Я прикрыл глаза, повторяя про себя услышанные накануне казни слова Господина моего: «Если чего попросите во имя Мое, Я то сделаю20». Сказал он это Филиппу21 и бывшим с ним, но, кажется, они не поняли, о чем Он говорил.
А я понял тогда…
И поэтому зашептал: «Господин, можно мне еще раз увидеть Тебя?.. Ну хоть на полшажка22…».
Хоть я и осёл, но я особенный: я бы сказал, весьма способный и немножко даже талантливый… Дух тщеславия тут же подхватил меня и приподнял над землей. Мысленно я взлетел выше крон, хотя ногами шел по земле, думая, какой я молодец, гений, талантище, махина с длинными ушами и обвислым хвостом. Встречный ветер пригнал не обрывки, а целую фразу, адресованную мне, хотя Лука говорил её Клеопе.
– И сказал Он: «из сердца человеческого исходят злые помыслы, прелюбодеяния, любодеяния, убийства, кражи, лихоимство, злоба, коварство, непотребство, завистливое око, богохульство, гордость, безумство23», – Лука протянул руку и, взяв у Клеопы опахало, помахал возле лица.
«Гордость!», – я помотал головой, отгоняя от себя навязчивые мысли. Дух тщеславия лопнул, как мыльный пузырь, и моя хвастливая сущность треснулась о булыжники, которыми была вымощена дорога из Иерусалима в Эммаус. После того как я слетел с небес на землю, пришло осознание собственной ущербности. «Кто я такой? – думал я, тяжело вздыхая. – Тварь в серой шкуре, с заячьими ушами и обвислым хвостом. Хвастливая непарнокопытная скотина, возомнившая себя человеком…»

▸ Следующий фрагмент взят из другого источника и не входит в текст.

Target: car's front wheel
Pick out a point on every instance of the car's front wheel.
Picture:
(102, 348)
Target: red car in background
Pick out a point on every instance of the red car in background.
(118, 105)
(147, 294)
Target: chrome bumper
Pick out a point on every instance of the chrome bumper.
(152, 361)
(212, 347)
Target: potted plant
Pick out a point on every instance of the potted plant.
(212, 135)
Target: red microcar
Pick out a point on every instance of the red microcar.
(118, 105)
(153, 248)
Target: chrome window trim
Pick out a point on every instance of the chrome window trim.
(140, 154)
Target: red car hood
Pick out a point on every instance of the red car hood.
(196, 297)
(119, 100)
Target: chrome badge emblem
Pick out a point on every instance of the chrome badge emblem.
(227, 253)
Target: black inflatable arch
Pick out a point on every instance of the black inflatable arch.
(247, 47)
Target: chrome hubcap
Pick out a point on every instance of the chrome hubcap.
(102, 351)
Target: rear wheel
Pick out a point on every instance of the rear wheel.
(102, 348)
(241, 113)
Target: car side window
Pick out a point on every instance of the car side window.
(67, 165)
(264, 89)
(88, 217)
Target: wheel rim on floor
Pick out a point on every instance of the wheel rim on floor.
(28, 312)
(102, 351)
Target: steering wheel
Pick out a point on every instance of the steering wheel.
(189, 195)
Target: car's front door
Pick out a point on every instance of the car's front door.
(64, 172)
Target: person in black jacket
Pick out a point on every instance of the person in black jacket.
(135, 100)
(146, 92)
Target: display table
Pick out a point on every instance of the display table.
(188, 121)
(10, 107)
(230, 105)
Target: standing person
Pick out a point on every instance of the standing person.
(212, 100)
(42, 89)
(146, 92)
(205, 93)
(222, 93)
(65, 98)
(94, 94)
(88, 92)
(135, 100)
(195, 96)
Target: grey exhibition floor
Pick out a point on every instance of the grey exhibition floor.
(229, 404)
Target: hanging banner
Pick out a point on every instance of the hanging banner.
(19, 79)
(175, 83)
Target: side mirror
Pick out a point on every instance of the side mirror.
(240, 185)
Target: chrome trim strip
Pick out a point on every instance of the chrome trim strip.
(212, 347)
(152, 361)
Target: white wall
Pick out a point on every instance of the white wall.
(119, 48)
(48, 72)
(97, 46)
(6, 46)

Протяжный вздох привлек внимание апостолов: они резко остановились, одновременно повернулись и стали меня рассматривать. Пришлось вильнуть в сторону, уходя от столкновения. Я сделал вид, что они мне безразличны, сошел на обочину и пошел вдоль неё, обнюхивая скрюченные от засухи листья подорожников.
И тут я увидел Того, Кого люди еще не видели или делали вид, что не видят. На валуне сидел человек в белом хитоне. Он улыбался, источая свет и невероятную благодать, настоянную на радости и любви.
«Хозяин! – я подпрыгнул и кинулся к нему. Будь я скакуном, про меня бы сказали: «Он летел по полю быстрее ветра, приминая грудью буйные травы», – но я был ослом и единственное, что я мог – взбрыкнуть от радости задними ногами, подкинув отяжелевший зад, и затрусить к сидящему на камне человеку. – Ты жив!», – кричал я, оглашая окрестности свои однообразным иаканьем. Душа – а она, кстати, у нас тоже есть, пусть и не такая, как у людей – наполнилась радостью и умилением. Морда расплылась в улыбке, показав миру два ряда великолепных желтых зубов.
Господин протянул руку – и я уткнулся носом в его теплую ладонь. Она пахла пресным хлебом, горькими травами и… овсом. От неожиданности я дернул головой. На ладони на самом деле лежала горсть крупного ядреного овса. Откуда? Еще мгновение назад там ничего не было…
– Ешь. Ты устал и проголодался, а мне надо поговорить с двумя мужами, несмышлеными и медлительными сердцем, которые, в отличие от тебя, меня не узнали и будут рассказывать мне мою же историю24, – Он встал и, отряхнув ладони, ссыпал на землю целую мину25 овса, чем вызвал у меня неописуемую радость.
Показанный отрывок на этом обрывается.